Research and development (R&D) expenses increased to $124.5 million in the second quarter of 2010 from $94.2 million in the comparable quarter of 2009 and to $242.0 million in the first six months of 2010 from $174.5 million in the same period of 2009. In the second quarter and first half of 2010, the Company incurred higher R&D costs, primarily related to additional R&D headcount and clinical development costs, manufacturing clinical supplies, and research and other development activities associated with the Company's monoclonal antibody programs. In addition, R&D expenses include cost-sharing of Bayer HealthCare's VEGF Trap-Eye development expenses, which increased in the second quarter and first half of 2010 compared to the same periods in 2009, primarily due to higher costs in connection with the Phase 3 VEGF Trap-Eye studies being conducted by Bayer HealthCare.

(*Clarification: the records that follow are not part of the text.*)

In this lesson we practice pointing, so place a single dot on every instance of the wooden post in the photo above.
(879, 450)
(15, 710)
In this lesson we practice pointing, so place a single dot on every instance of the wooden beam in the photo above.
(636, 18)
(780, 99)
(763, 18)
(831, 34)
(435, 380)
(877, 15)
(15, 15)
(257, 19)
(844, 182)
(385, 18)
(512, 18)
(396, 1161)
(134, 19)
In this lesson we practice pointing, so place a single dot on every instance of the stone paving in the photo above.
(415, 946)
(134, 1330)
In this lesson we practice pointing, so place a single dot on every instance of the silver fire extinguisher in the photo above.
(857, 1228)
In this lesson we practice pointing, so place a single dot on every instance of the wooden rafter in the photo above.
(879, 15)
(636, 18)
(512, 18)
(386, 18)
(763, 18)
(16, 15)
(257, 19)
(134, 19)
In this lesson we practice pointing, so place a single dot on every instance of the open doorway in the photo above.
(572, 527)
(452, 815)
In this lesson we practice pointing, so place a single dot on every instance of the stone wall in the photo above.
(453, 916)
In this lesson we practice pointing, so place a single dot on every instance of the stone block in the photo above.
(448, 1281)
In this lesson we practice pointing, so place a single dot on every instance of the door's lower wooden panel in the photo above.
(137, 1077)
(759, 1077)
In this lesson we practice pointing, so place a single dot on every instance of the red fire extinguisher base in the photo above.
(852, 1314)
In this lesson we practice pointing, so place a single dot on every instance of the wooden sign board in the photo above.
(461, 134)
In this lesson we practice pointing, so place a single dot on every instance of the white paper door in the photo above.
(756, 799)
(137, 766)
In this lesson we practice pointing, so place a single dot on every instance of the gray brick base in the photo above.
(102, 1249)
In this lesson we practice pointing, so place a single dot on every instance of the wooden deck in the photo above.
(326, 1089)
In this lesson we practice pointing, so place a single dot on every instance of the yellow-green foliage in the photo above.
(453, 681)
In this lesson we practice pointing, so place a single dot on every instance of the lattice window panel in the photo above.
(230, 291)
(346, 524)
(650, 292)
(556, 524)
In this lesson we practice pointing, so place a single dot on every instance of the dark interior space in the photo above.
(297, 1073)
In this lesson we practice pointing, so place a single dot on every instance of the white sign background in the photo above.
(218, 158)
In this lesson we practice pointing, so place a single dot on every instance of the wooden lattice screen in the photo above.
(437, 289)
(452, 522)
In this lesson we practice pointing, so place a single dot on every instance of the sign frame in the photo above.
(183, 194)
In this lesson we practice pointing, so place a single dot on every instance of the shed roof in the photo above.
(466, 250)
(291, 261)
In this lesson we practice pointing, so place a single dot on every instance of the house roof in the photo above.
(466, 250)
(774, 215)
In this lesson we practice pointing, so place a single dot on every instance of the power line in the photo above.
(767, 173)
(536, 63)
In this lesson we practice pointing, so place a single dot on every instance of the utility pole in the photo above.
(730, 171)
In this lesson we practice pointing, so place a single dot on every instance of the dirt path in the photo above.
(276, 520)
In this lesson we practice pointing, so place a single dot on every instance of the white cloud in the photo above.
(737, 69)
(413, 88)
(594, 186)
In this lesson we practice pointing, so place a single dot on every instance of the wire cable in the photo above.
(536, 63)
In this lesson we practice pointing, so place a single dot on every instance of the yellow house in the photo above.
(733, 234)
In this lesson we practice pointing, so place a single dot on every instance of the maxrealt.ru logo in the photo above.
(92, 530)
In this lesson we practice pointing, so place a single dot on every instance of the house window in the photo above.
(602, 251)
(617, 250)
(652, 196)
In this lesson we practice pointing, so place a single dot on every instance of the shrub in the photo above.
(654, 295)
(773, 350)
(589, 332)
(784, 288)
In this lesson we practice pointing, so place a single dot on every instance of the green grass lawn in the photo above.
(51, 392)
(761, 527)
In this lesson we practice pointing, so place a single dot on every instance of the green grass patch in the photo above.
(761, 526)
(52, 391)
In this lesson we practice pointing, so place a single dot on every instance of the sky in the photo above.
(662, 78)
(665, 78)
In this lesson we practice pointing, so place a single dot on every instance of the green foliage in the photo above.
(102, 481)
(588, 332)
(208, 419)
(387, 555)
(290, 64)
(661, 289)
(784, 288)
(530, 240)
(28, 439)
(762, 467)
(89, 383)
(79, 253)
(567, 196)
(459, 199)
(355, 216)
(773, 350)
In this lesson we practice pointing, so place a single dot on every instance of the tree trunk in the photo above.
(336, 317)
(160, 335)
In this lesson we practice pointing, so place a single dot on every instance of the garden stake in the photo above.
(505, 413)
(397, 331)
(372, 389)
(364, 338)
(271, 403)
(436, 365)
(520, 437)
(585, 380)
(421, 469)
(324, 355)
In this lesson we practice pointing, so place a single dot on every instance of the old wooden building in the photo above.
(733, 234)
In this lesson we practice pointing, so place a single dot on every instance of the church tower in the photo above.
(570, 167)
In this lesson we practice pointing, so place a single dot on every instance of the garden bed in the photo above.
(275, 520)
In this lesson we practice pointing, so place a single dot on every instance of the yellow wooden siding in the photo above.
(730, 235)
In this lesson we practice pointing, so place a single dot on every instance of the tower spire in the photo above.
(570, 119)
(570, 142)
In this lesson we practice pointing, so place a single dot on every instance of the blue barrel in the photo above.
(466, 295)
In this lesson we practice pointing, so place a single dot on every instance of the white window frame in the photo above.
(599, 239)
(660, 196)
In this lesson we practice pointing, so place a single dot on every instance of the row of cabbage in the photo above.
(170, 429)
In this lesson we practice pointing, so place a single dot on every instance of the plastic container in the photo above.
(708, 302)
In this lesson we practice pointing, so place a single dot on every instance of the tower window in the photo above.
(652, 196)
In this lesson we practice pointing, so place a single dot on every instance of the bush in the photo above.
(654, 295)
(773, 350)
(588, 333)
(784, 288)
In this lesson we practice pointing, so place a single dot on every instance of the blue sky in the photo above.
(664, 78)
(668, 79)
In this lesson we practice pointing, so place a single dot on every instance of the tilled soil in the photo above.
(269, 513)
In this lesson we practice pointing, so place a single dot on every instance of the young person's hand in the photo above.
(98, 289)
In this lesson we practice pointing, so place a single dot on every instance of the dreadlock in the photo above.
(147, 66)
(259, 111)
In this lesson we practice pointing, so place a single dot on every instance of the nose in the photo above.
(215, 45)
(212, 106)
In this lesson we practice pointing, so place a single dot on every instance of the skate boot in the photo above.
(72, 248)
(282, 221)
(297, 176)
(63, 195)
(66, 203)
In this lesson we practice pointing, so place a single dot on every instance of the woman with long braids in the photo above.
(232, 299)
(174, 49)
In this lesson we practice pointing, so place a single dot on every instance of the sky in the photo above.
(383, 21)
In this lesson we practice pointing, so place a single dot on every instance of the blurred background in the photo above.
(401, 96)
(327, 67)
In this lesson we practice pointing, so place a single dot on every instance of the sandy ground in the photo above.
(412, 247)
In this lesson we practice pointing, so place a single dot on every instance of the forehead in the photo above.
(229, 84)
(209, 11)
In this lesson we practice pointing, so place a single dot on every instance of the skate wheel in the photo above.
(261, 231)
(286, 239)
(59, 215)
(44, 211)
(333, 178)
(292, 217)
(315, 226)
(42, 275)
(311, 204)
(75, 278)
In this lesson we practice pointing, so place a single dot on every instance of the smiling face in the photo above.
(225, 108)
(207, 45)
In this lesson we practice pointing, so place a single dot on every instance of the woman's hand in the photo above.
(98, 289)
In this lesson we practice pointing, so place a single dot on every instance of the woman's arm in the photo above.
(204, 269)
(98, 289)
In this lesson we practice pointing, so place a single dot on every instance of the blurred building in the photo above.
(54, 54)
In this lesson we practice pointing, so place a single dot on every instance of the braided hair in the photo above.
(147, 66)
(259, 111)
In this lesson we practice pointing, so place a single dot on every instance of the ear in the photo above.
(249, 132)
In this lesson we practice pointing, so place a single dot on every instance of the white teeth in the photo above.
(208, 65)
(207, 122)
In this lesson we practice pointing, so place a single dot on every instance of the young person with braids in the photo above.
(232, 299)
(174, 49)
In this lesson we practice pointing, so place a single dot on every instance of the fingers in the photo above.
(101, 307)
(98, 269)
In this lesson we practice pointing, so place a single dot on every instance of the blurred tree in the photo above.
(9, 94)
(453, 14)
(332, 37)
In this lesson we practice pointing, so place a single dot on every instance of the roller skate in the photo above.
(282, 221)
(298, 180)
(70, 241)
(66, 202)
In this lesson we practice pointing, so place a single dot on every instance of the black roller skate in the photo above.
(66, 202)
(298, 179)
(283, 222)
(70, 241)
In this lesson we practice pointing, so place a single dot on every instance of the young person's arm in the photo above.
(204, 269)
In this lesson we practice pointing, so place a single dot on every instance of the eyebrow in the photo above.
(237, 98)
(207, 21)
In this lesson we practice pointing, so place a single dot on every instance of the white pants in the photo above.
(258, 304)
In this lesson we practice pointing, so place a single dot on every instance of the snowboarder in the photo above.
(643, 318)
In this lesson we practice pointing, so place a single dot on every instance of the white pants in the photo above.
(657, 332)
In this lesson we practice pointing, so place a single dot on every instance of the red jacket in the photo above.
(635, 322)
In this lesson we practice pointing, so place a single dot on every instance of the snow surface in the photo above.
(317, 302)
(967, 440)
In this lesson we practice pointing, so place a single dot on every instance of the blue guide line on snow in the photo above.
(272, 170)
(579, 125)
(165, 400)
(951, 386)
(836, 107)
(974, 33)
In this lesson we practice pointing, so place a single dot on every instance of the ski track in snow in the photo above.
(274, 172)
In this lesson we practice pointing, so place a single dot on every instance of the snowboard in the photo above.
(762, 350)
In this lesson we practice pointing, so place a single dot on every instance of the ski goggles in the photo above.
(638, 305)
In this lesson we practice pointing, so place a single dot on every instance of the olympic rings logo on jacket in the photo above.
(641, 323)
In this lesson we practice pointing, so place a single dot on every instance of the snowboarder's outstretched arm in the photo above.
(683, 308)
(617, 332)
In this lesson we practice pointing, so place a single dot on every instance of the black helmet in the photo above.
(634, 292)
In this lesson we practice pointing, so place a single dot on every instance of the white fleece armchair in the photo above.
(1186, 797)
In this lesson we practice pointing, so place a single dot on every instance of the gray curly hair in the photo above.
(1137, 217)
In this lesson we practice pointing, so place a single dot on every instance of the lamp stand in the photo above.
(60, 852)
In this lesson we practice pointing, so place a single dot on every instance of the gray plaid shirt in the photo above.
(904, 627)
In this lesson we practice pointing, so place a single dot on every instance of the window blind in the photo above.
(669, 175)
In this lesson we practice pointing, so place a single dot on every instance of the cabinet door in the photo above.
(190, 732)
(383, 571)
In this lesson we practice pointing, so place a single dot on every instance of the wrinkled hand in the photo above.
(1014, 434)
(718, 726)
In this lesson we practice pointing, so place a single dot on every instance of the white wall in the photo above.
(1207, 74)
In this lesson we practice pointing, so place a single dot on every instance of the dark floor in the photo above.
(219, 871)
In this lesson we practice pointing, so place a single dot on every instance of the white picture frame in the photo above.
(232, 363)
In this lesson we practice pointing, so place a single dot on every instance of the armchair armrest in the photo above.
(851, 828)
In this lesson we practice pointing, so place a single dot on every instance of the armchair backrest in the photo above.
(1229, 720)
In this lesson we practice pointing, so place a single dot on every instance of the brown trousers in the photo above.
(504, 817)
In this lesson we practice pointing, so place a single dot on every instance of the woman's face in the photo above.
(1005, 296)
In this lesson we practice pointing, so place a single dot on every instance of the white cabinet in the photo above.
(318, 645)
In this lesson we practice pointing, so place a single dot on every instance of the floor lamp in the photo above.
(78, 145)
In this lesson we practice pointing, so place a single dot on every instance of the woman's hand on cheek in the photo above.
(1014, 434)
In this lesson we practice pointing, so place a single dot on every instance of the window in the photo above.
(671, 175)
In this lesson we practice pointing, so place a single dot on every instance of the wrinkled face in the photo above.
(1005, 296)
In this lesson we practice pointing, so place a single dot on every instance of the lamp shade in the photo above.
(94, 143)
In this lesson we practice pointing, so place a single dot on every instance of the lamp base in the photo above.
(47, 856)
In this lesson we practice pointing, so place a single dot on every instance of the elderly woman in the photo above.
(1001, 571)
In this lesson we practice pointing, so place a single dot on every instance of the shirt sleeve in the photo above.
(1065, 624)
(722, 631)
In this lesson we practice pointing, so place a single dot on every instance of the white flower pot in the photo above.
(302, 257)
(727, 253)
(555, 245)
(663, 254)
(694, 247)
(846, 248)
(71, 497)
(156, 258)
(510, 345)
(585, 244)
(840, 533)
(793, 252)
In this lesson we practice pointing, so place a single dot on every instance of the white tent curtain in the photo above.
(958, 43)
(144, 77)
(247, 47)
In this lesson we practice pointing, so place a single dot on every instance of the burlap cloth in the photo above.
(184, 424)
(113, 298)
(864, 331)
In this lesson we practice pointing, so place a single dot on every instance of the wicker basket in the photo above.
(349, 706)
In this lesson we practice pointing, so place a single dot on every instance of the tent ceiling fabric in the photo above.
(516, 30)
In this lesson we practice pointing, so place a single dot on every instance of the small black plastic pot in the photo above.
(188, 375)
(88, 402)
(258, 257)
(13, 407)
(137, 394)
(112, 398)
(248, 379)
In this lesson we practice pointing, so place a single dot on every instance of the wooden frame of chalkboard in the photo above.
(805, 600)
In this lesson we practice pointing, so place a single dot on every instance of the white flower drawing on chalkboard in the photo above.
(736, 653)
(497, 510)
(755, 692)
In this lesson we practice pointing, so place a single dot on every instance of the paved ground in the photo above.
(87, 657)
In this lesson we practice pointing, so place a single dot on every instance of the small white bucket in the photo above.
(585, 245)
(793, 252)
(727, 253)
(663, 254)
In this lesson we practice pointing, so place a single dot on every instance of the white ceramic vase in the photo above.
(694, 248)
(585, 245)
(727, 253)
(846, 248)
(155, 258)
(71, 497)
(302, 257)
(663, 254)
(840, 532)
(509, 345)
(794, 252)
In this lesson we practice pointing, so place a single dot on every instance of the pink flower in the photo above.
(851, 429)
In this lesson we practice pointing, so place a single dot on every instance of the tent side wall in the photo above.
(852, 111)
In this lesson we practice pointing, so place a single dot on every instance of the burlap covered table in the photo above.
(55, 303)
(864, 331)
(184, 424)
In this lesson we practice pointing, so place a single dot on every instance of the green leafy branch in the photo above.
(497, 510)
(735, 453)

Selling, general, and administrative (SG&A) expenses increased to $14.7 million in the second quarter of 2010 from $11.7 million in the comparable quarter of 2009, and to $28.9 million in the first six months of 2010 from $23.1 million in the same period of 2009. In the second quarter and first half of 2010, the Company incurred higher SG&A compensation expense due primarily to additional headcount, higher Non-cash Compensation Expense, and higher recruitment costs.
Other Income and Expense
Investment income decreased to $0.6 million in the second quarter of 2010 from $1.3 million in the comparable quarter of 2009 and to $1.0 million in the first six months of 2010 compared to $3.1 million in the same period of 2009. The decrease in investment income was primarily due to lower balances of, and lower yields on, cash and marketable securities in 2010 compared to 2009.
Interest expense of $2.3 million in the second quarter of 2010 and $4.4 million in the first six months of 2010 was attributable to the imputed interest portion of the Company's payments to its landlord to lease newly constructed laboratory and office facilities in Tarrytown, New York. These payments commenced in the third quarter of 2009.